Plusieurs fois je crus ma fin du monde survenue en sentant le sol se dérober sous mes pieds. Mais, à chaque fois, il renaquit. À l’exact identique ou à peine transformé, selon l’humeur, puisque la question de la fin se love dans celle de notre conscience. Conscience de notre identité, de l’univers qui nous cerne, du temps, de la finitude, de la faux qui nous suit comme notre ombre. Tandis que le «carpe diem» d’Horace se prélasse sur un bras de la balançoire, sur l’autre, le «memento mori» nous appelle à ne pas oublier de mourir. Non pas à nous préparer à mourir, comme des générations de philosophes nous l’ont seriné dans un souci de défense de leur boutique, mais à ne pas oublier de le faire. Que se passerait-il alors si, tête-en-l’air comme je suis, j’oubliais ce rendez-vous ?

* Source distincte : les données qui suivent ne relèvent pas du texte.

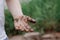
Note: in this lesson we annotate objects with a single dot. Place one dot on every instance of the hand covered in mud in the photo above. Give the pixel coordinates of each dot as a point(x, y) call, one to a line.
point(21, 23)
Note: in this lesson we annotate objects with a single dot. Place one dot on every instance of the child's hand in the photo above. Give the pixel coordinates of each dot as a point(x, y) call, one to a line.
point(21, 23)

Je reconnais mal parvenir à me voir «renaître d’entre les morts». Vous imaginez le boulot pour réunir mes morceaux épars, goulûment avalés par une horde de vers anonymes dont les arbres auront transformé les fèces en sève nourricière avant qu’eux-mêmes réchauffent quelque cheminée pour s’envoler en fumée? Et si ce sont des poireaux plus que des arbres, je nourrirai des corps qui en profiteront – les traîtres – pour me faire un enfant dans le dos que je retrouverai collé à moi par le scrotum au moment de l’appel.

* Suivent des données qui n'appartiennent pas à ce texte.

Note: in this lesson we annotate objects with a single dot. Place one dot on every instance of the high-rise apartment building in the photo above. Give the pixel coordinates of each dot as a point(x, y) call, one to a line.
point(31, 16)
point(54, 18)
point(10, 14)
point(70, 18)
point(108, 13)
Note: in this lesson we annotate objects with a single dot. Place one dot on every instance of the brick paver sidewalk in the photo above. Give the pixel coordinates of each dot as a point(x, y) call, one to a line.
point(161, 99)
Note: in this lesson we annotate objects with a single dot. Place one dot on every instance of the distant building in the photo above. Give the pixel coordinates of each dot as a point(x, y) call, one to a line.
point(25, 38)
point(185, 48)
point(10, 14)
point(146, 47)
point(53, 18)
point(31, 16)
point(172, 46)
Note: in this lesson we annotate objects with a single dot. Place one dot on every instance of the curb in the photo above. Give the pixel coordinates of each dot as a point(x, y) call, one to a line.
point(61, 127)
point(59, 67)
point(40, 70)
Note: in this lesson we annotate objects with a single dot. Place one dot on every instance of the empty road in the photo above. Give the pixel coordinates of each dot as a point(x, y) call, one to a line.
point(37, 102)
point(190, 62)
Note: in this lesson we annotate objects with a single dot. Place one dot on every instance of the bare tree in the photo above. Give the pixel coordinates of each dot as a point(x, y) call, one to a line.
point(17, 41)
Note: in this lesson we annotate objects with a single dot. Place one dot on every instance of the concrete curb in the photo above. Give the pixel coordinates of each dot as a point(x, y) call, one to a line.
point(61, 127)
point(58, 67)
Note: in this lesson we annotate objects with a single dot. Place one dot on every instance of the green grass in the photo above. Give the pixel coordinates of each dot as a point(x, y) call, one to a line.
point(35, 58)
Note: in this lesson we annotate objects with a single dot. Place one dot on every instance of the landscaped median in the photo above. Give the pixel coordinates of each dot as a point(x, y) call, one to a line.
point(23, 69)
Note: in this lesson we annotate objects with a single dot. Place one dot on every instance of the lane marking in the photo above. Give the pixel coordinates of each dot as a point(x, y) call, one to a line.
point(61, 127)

Ceci se reproduisant depuis la nuit des temps, ce seront des grappes de siamois partageant un bout de cerveau, un estomac, un poil pubien qui émergeront des craquelures de la croûte terrestre. Vous verrez alors les conflits familiaux reprendre de plus belle et certains siamois s’allant plonger ensemble dans la Vologne en continuant à se boxer. Franchement, finir pour en arriver là, non merci. Car le privilège de la fin, c’est d’oublier tout.
Hourra le Paradis !
Je pourrais être séduit par une disparition de pieux pèlerin revenu du Hadj. Je rêverais des «Houris aux grands yeux noirs semblables aux perles» promises par la sourate «El Wauqi’a», «que jamais homme ni Génie n’aura défloré», comme ajoute la sourate «Al Rahman». Encore faudra-t-il que le Très Haut – que sa Bonté soit célébrée – m’ait rendu les forces qui me manqueront au moment de son jugement. Surtout si, pour éviter de faire attendre ces belles houris, il doit reconstituer mes morceaux de chairs explosés autour de boulons et collés au semtex, malgré la précaution que j’aurai prise d’enfiler sept slips pour préserver l’essentiel. Et puis, comment fera le Très Haut – que sa Gloire soit chantée – pour mes collègues féminines, de plus en plus nombreuses à tenter d’accéder à ces jardins frais, aux tapis épandus et aux coussins verts ? Faudra-t-il des houris bisexuelles ou des hours (masculins) pour les récompenser ? Avouez que ce serait un casse-tête et, avant d’entendre les hourras monter du jardin d’Eden, il se passera du temps. Bien sûr, nous pouvons prendre patience, mais quand même.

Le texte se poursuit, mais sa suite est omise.